In the melatonin studies, total sleep time (TST) was the most commonly reported global sleep outcome, reported by 12 of the 13 included studies (92%). Four reported TST derived from parent-completed sleep diaries and actigraphy13–16; three reported actigraphy derived data only17–19; six sleep diary derived data.20–25 The most common way to measure the sleep initiation domain was sleep onset latency (SOL, 85%); and within the sleep maintenance domain was night awakening (46%). As with TST, these outcomes were assessed using both actigraphy and sleep diary (reporting results of both or actigraphy only) or using sleep diary only. Sleep scheduling and parent-reported global measures of sleep were rarely reported in the melatonin studies (table 2).
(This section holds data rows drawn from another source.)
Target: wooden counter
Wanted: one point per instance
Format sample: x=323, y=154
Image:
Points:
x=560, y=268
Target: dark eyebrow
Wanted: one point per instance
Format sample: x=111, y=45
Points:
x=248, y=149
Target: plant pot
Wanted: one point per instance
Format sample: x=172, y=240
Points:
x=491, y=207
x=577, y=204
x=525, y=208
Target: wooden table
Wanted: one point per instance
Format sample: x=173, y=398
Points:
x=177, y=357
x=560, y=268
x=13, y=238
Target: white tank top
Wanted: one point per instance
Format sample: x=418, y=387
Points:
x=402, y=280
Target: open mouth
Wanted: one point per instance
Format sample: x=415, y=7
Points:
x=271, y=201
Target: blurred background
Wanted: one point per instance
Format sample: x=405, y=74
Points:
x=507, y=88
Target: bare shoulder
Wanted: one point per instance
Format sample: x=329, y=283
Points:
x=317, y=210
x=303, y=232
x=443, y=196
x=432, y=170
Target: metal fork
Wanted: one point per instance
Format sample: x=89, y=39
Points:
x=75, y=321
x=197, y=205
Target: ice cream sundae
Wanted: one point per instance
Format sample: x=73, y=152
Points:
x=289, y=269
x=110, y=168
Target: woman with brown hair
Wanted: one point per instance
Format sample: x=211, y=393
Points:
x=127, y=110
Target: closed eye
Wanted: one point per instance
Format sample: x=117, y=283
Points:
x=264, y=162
For the non-pharmacological studies, the sleep outcome measures used were more disparate with only one measure reported by more than half the studies. The most commonly reported global measure of sleep (and the most commonly reported overall) was the parent-reported Child Sleep Habits Questionnaire (CSHQ; 58%). TST calculated from actigraphy or parent-reported sleep diary data was much less commonly used (42%) compared with melatonin studies. Six studies reported actigraphy derived data,26–30 three reported parent completed sleep diary derived data,31–33 one reported actigraphy and diary derived data,34 and one reported data based on ‘semiweekly’ phone calls to parents.35 For the sleep initiation domain, the most commonly reported was SOL (39%); for sleep maintenance it was number of night awakenings (15%) and Wake After Sleep Onset (WASO; 19%); sleep scheduling was rarely reported. There was some overlap between pharmacological and non-pharmacological studies in the measures used, most commonly TST, sleep efficiency and SOL (table 2).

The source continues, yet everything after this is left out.